The door to the classroom banged open and Amycus Carrow stood before them, grinning broadly in a nasty way that made Hermione want to run back down the corridor and, absurdly, up to the Gargoyle Corridor and to the opulent office beyond. It'll be all right, she told herself firmly. He's just one man. We've got this all planned out. And there are over a dozen of us to contend with.

"In you get," Carrow growled, and the students obeyed at once.

He stood before them as usual, and his eyes fell almost immediately on Hermione. She glanced around the room at the posters the DA had put up, her eyes falling on the one they'd put up on Luna's behalf: Beware of Dark Magic and Gum Disease. She felt a surge of determination at the thought of her absent friend.

"And how are you today, Mudblood-that-was?" Carrow asked. "You look a sight better than my sister does." He walked until he stood in front of her desk. Hermione looked up at him, her hand already wrapped around her wand beneath the desk. She felt Neville shift slightly next to her. "You wanna confess to what you done now, or are we gonna give this here class another round of Crucio practice to get it out of you?"

"There will be no more Cruciatus Curses performed in this class," Hermione said in her best, loudest know-it-all voice. "That part of the syllabus has officially been removed."

Carrow's manner changed immediately – his usual hulking body language turned fluid as he drew out his wand, faster and with more grace than Hermione would have expected. But Neville was ready for him:

"Expelliarmus!" he cried, and Carrow's wand sailed through the air.

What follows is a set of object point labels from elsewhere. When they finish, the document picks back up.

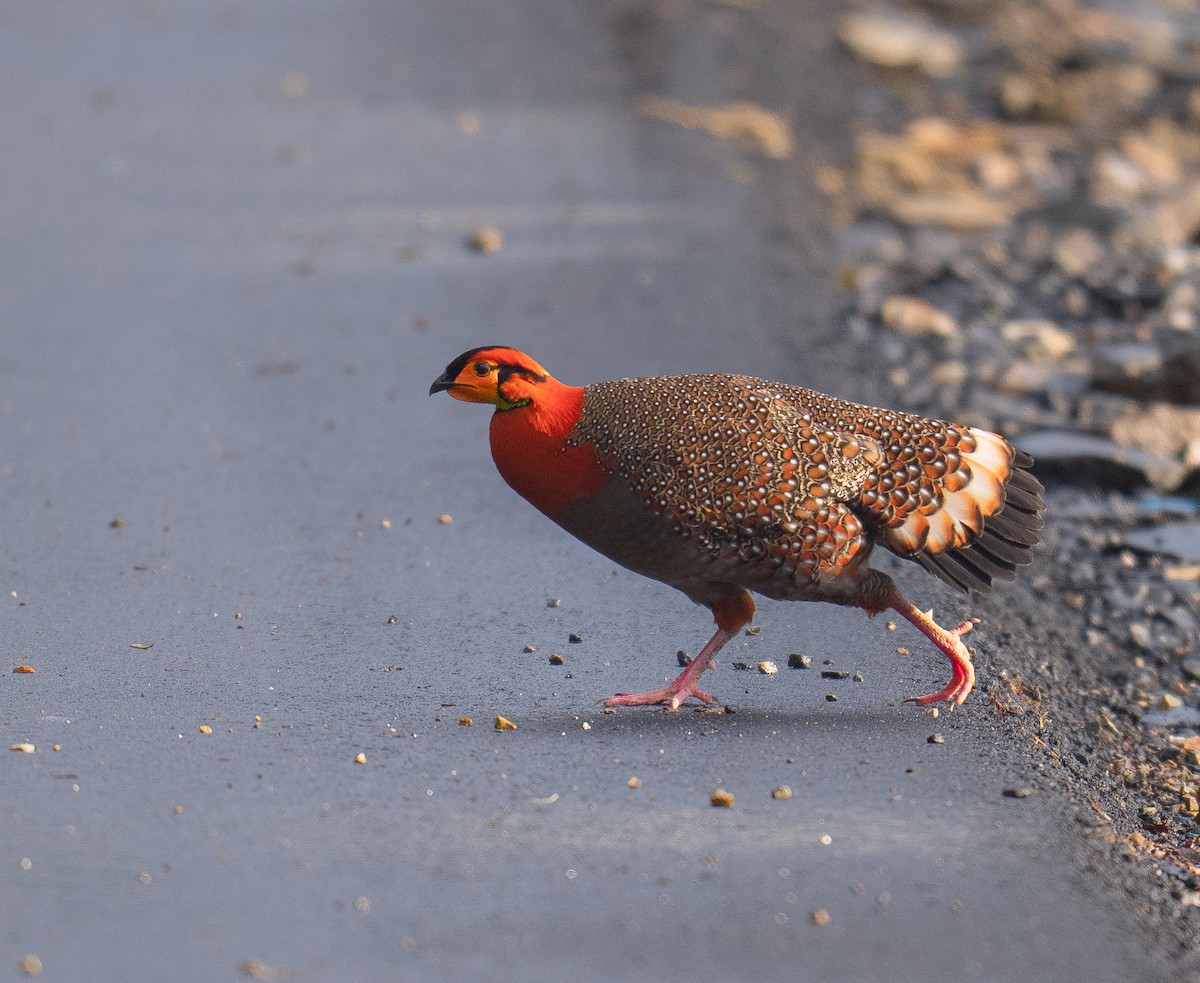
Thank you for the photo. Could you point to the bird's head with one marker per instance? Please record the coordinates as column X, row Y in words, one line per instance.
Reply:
column 496, row 375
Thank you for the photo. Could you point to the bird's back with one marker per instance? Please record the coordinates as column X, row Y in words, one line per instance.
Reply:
column 780, row 479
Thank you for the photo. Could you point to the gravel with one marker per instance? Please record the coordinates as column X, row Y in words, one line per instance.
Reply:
column 1024, row 253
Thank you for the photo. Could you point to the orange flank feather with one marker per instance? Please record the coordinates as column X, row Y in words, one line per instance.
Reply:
column 719, row 485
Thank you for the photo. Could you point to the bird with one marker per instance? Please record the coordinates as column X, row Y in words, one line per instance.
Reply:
column 720, row 485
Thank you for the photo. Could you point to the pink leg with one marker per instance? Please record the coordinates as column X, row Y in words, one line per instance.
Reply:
column 949, row 641
column 730, row 617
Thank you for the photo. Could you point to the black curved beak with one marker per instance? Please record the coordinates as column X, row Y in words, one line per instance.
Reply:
column 442, row 383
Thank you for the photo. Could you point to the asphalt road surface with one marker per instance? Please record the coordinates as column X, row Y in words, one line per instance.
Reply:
column 234, row 241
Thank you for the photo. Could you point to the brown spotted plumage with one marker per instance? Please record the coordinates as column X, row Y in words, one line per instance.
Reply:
column 723, row 484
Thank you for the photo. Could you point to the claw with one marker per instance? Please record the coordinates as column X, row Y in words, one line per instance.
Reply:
column 949, row 640
column 672, row 696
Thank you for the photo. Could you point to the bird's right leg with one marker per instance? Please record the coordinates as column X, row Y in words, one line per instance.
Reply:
column 731, row 613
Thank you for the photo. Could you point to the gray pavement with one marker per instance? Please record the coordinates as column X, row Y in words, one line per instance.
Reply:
column 234, row 259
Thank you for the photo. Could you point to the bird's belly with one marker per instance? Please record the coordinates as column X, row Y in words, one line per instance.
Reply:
column 619, row 523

Hermione did not wait to see Neville catch the wand; she turned rapidly, her wand at the ready, and she marked Crabbe immediately, as planned.

"Expelliarmus!" she shouted, and she felt a blaze of courage and joy when the spell was echoed all around her.

Wands flew to the front of the classroom to be claimed by the Gryffindor, Hufflepuff and Ravenclaw members of the DA. Hermione peered around quickly, making sure that each of the DEs were unarmed before turning back to Carrow, a wand held in each hand, pointing directly at his chest.

"We're changing how things work in this here class," she told Carrow, who looked half-stunned, half-horrified. "From now on there will be no practical lessons of any kind. If you attempt to curse one of us, we will all respond. Curse one of us, and you'll have to curse all of us." She lowered her voice slightly so that Carrow could just barely hear her. "And if you even try, the DA will put your sister back in the Hospital Wing – and you'll join her."

Carrow's face reddened and his small, beady eyes raced between the wands in Hermione's hands, before he looked abruptly beyond her.

"And what do we have here?" a deep voice sneered. Hermione followed Carrow's glance to find the Headmaster darkening the doorway to the classroom, his wand trained directly at her heart.